半空中的画面随着男人的叙述一点一点展开,比起男人平淡的语气,时冕看到得更多。
一脸慈爱的男人满脸无奈地收起一盒饺子,那是专门给他做的晚餐。
对方被有奇怪癖好的人折磨得浑身是血,死前还拿着手机,上面是一个没有播出去的电话,备注是弟弟。
他看见了自己和对方的过往和未来,而此时他正站在起点,眼前这个应该是他养父的男人,却说他改变不了。
“你要在这里长大,等你开启试炼那一天,回到你的小世界,去改变这一切。”
男人手指一动,半空中的画面缓缓消失,“A8小世界出了很严重的问题,但是这个问题在未来,我不能等到那个时候才去解决,不然一切都晚了。”

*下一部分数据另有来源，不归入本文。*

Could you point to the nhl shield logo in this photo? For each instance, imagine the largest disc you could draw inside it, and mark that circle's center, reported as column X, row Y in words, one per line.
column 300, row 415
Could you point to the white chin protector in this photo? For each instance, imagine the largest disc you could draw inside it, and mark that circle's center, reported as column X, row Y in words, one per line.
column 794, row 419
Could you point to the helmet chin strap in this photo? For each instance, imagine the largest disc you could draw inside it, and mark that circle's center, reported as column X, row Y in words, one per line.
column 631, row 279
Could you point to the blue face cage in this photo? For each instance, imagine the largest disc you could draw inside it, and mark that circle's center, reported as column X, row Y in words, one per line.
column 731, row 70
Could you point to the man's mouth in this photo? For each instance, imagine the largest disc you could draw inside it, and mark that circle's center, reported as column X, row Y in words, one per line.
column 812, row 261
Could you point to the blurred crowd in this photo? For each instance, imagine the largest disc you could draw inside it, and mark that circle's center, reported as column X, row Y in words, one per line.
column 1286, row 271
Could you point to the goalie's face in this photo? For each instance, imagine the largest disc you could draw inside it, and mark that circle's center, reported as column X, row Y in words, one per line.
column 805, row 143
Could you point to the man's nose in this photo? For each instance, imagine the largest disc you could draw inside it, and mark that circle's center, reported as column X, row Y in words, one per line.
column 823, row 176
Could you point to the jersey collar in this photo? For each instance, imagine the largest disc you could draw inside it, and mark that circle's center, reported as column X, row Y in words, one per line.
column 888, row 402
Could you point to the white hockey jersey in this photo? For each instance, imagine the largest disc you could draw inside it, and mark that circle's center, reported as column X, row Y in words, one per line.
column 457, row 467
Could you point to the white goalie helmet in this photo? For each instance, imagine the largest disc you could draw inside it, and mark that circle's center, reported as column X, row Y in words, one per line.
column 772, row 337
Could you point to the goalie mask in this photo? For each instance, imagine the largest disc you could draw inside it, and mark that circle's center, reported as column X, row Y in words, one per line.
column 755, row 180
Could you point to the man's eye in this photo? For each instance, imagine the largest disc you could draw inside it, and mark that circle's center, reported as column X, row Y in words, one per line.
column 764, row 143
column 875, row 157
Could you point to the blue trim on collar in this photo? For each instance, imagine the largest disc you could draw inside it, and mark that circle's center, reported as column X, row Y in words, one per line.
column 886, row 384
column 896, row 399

“可是现在这个问题没有出现,我又不能插手小世界的运行。”
“我要怎么做?”小孩意外地冷静,只是赤红的双眼透露了他内心的情绪。
到底还是个小孩啊。
男人叹了一声,“我封存了A8小世界,作为你以后试炼的地点,你可以在试炼的时候去改变,但前提是,你必须能走到继任试炼那一步。”
“改变它,成为我。”
“好。”
从那以后,时冕开始去世界历史管理室,查询自己世界人物的历史。
他开始知道自己所在的办公楼是什么地方,开始去看A8小世界的走向。
在万界管理局,历史并不是真正的历史,只要有人在此时做出了改变,历史就会一点点演变成未来,这就是某个人的一生。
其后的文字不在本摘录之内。